The Wyoming State Trapper's Association's convention is in Riverton this weekend, and convention chairman Alan Sinner said this year's show features 19 vendors from Wyoming and neighboring states.
Sinner is in his second term as convention chairman and brought the show last year to the Fremont County Fairgrounds in Riverton. The 2013 convention attracted roughly 300 visitors.
Typical of many vendors this year is Eric Kregal of Newcastle. Kregal's fur business concentrates on coyotes, and in an average year, he takes in 150 to 175 of the predators. Kregal works in Weston and northern Niobrara County in Wyoming as well as the Black Hills in South Dakota.
In his business, he calls and traps coyotes and often is requested by ranchers to reduce the number of coyotes on their properties.
A feature vendor last year and again at this year's convention is Gary Macke, of Royal, Neb. Macke operates Macke's Hide and Fur and began his trapping operation in 1973.
"I bought fur from 1973 to 1998," Macke said. "In 2005 I became a receiving agent for North American Fur Auctions."
Macke's four decades in the fur business have allowed him to see major changes in the industry.
"In the 1970s we saw the industry come from low prices to record highs by the middle 1980s," Macke said. "But it crashed again by 1989."
For instance, a raccoon pelt in 1984 or 1985 brought $50, but the price plummeted to only $5 by the end of the decade.
Most people assume that fur trapping is a localized industry, but the market has grown into a global business with China and Russia the leading importers of North American furs.
"If you see people in Russia in winter, someone is wearing fur," Macke said.
Weather is a key factor for determining price in the fur industry. In the spring of 2013, raccoons brought $78 but dropped to only $28 in early 2014 as a result of a warm winter in Russia and Northern China.
"They have a supply of furs on hand, and if the weather is warm, they don't buy as much and the price drops," Macke said. "The fur industry is like anything else. It's a commodity, and it's tied to weather."
As in other industries, the Chinese take things to an industrial scale. China imports raw pelts and processes them into consumer grade products. It costs an average of $26 in the United States to process a beaver pelt while the Chinese do it for $12.

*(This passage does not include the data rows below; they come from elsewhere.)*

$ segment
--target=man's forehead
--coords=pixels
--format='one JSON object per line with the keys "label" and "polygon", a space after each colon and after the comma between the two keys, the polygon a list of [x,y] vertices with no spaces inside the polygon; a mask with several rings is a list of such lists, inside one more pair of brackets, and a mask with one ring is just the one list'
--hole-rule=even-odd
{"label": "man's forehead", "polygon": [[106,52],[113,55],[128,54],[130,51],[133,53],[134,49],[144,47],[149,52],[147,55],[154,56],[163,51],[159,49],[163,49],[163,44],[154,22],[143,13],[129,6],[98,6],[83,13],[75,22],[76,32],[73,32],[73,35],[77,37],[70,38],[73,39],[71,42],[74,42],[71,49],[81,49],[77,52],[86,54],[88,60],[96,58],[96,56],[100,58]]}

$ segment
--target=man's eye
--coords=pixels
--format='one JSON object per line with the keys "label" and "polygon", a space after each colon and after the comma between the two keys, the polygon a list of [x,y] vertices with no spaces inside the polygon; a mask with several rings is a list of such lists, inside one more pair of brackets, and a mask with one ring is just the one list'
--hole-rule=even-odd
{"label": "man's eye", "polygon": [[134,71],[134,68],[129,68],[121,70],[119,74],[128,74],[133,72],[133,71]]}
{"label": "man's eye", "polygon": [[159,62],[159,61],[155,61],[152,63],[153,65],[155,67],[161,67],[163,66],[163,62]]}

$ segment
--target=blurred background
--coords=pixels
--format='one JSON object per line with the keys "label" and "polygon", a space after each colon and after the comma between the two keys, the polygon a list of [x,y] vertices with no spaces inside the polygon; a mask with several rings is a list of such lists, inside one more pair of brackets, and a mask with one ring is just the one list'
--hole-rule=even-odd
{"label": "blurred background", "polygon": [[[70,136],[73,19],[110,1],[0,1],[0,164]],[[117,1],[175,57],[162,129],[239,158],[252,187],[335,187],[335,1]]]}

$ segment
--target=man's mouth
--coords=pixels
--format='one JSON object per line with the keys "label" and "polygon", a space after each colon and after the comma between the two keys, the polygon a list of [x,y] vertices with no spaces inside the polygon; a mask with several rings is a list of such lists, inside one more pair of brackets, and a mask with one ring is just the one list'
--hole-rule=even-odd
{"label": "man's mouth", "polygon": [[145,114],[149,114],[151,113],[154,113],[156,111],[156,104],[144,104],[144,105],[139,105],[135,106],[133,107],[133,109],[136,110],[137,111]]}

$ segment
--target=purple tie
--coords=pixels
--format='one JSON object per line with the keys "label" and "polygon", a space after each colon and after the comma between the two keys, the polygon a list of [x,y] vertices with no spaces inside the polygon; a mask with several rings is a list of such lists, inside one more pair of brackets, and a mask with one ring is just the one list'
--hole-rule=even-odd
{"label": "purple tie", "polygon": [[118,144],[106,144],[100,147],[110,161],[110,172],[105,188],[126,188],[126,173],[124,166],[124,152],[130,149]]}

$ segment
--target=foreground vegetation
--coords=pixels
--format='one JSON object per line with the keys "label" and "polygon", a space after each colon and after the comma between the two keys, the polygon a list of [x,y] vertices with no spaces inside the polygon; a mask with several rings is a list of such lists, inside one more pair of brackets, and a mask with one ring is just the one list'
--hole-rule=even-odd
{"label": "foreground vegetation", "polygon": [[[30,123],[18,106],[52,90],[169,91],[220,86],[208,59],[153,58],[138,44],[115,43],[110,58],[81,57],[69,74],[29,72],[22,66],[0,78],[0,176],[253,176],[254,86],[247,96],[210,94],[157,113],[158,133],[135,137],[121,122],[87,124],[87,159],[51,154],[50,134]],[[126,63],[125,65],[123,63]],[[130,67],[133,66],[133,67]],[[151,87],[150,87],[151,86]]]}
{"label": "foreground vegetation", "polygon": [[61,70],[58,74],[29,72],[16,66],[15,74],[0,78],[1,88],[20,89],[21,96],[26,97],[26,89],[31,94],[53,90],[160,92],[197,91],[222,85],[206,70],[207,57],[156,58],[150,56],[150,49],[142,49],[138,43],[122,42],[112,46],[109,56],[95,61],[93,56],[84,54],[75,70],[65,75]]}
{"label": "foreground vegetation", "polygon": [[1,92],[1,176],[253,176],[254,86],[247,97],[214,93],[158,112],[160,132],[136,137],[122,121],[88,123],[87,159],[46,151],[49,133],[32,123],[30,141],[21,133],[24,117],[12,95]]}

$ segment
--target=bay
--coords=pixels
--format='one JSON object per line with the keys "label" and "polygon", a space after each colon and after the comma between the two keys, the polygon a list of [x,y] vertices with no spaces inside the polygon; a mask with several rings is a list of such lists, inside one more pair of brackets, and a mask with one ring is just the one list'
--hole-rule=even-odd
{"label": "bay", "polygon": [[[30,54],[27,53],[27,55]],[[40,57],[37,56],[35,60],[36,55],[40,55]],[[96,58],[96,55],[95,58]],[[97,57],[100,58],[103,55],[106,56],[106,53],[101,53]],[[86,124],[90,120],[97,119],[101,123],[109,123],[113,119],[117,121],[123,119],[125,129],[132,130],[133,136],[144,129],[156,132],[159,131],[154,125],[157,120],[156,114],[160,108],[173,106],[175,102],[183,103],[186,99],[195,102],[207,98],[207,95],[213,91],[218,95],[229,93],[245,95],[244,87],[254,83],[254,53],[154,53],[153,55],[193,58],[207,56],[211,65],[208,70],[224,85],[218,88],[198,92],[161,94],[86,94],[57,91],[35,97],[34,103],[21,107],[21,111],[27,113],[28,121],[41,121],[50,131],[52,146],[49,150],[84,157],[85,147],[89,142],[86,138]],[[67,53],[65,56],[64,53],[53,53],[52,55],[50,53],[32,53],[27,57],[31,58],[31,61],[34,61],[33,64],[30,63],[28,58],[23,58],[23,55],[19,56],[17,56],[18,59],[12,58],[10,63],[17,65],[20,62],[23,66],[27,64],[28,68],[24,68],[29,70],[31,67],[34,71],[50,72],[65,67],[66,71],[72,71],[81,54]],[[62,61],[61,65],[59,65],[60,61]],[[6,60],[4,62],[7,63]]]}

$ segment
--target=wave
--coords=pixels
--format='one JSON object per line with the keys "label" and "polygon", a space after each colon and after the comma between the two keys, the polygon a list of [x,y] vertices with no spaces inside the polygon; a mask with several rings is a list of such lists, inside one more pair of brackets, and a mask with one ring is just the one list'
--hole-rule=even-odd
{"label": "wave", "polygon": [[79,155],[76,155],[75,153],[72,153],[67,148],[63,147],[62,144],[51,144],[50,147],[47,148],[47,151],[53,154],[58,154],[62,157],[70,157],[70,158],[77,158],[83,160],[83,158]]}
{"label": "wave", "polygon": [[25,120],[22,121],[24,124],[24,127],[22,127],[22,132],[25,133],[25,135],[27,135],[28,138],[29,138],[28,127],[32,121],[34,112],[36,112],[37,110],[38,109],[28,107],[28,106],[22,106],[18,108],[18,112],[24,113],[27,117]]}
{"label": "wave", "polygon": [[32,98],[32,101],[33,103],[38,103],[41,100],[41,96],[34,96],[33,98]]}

The convention goes into high gear Saturday with speakers and demonstrations starting at 9 a.m. and continuing throughout the day. Other events include participation in trapping, fur handling and calling, with raffles and activities for children also on the schedule. Admission is free.
World-renowned coyote caller Les Johnson speaks at 4 p.m. Saturday. Johnson is host of the television show "Predator Quest" on the Sportsman Channel. Admission to Johnson's presentation is $10 per family.